One of the APIs that many SPIP plug-ins will need to use is `autoriser()` -- the function which determines whether a user should be permitted to perform a given operation. As I couldn't find any document on using this function, here are a few notes. Posted by Thomas Sutton on March 30, 2009

One of the APIs that many SPIP plug-ins will need to use is autoriser() – the function which determines whether a user should be permitted to perform a given operation. As I couldn’t find any document on using this function, I’ll provide a few notes below.

Checking that a user if authorised to perform an action is a little more haphazard than I’d like in SPIP (“No authorisation check? No worries!” is not a particularly comforting approach), but it seems to get the job done even if it does depend on more developer discipline than seems warranted. Checking that a user is “authorised” to perform an action is done by calling the autoriser() function with arguments to describe the operation. If it returns true then the operation is authorised, it not, then it isn’t.

Like most of SPIP’s core functions, autoriser is implemented in a way that makes it easy to override and extend its functions: rather than make any decision itself, it simply delegates the decision to the first function it finds that can decide for that type of operation and object (or object, or operation).

First, though, lets look at autoriser’s arguments:

function autoriser_dist($faire, $type='', $id=0, $qui = NULL, $opt = NULL)

This first (and only required) argument is $faire (French, I’m told, for “to do”) which takes a string: the name of the operation. The second argument $type is another string: the type of object being operated on; and the third is an integer: the ID of the particular object, if there is one. The fourth, $qui (“who”) is an array of details of the current user; and the fifth, I assume, is an array of optional values if the previous four are not enough to make some decisions).

Only the first of these – the operation being performed – is required and only the first should need to be specified in the vast majority of situations (it’ll work out the user by itself and there are many operations without a $type or an $id).
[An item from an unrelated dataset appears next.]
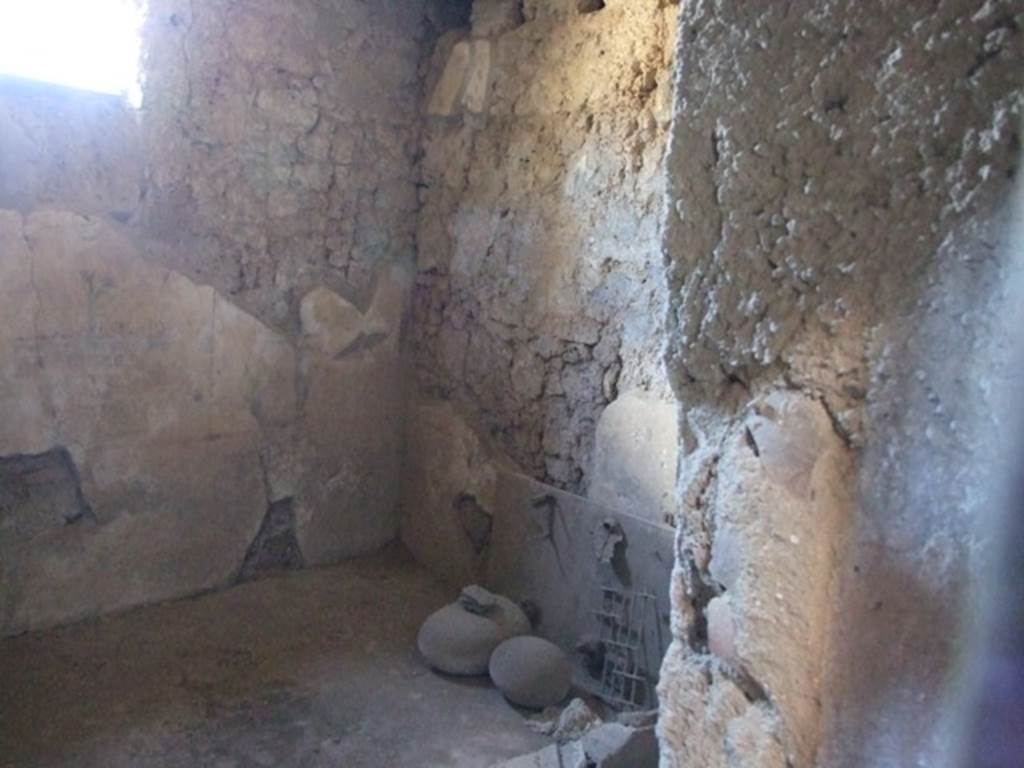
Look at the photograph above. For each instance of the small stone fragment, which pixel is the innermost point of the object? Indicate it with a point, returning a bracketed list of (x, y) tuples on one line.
[(607, 537), (616, 745), (531, 672), (642, 719), (556, 756), (576, 720)]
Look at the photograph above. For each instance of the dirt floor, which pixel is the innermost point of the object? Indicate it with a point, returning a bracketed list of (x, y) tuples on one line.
[(308, 669)]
Once it’s been called, autoriser uses these values to look for a function that can make a decision for the given type and operations.

You can see the code of /ecrire/inc/autoriser.php (around line 87) for the particular functions that it will call, but the full list of alternatives that ‘’autoriser($faire, $type, $id, $qui, $opts)’’ is (in order of preference):

  1. autoriser_$type_$faire()
  2. autoriser_$type()
  3. autoriser_$faire()
  4. autoriser_default()
  5. autoriser_$type_$faire_dist()
  6. autoriser_$type_dist()
  7. autoriser_$faire_dist()
  8. autoriser_default_dist()

Adding authorisation checks to your plug-in is easy: just implement one of these checking functions (in a file that’ll be included by a <fonctons> entry in your plugin.xml file is probably best) and then get autoriser to call it when appropriate.
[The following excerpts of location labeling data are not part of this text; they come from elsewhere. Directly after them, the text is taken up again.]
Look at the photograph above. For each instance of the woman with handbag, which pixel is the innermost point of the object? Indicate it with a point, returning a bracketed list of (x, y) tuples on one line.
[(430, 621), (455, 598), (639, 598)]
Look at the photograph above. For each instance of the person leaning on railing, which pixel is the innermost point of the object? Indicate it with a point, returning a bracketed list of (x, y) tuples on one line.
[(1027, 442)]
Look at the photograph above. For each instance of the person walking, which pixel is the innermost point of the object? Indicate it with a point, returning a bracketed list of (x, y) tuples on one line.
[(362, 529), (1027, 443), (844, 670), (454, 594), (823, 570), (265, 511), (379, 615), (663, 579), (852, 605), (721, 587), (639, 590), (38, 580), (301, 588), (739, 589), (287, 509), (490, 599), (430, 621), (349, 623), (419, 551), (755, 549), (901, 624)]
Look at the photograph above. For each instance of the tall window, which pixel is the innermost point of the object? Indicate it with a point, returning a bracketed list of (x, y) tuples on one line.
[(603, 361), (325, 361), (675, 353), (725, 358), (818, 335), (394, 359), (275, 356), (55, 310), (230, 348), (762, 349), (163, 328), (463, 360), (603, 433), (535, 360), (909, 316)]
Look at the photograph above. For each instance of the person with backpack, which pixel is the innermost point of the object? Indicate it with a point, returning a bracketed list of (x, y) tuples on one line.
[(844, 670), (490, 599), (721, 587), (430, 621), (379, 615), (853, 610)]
From aplugin_fonctions.php or some other file:

/**
 * Perform authorisation checks for "elephant" objects.
 */
function autoriser_elephant($faire, $type='elephant', $id=0, $qui=NULL, $opt=NULL) {
   if ( '0minirezo' == $qui['statut'] ) {
       return true;
   }
   return false;
}

With this code in place, only administrators will be able to perform actions (or, strictly speaking, perform actions checked with the autoriser function) on elephant objects. Any call specifying $type='elephant' will use the above function to determine if the operation should proceed.
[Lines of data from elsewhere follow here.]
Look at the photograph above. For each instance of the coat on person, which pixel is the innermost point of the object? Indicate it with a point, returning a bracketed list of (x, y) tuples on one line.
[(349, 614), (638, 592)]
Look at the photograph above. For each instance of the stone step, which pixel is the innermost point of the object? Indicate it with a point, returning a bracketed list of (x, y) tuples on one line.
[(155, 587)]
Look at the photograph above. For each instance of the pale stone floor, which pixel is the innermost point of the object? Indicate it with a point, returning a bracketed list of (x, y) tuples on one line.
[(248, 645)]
In exec/anaction.php or similar, we might use code like this:

if ( autoriser('kill', 'elephant', $id_elephant) ) {
   launch_missiles_at('elephant', $id_elephant);
} else {
   echo _T('aplugin:cannot_shoot_elephant'), _T('aplugin:permission_denied');
}

Which will try the following functions, in order, to decide whether or not to launch_missiles_at() our poor elephant:

  1. autoriser_elephant_kill()
  2. autoriser_elephant()
  3. autoriser_kill()
  4. autoriser_default()
  5. autoriser_elephant_kill_dist()
  6. autoriser_elephant_dist()
  7. autoriser_kill_dist()
  8. autoriser_default_dist()

That’s about all there is to it. Of course, there’s a lot more you can do to make your authorisation decisions: per-user and per-object configurations you might like implement (similar to the way SPIP allows us to restrict administrators and editors “to a section”), time-based or geographic restrictions (editing during working hours only, or from an IP address in Africa), or restricting access to those within your organisation’s network.

The world of authorisation is your oyster!

This post was published on March 30, 2009 and last modified on January 26, 2024. It is tagged with: spip, php, code, authorisation, security.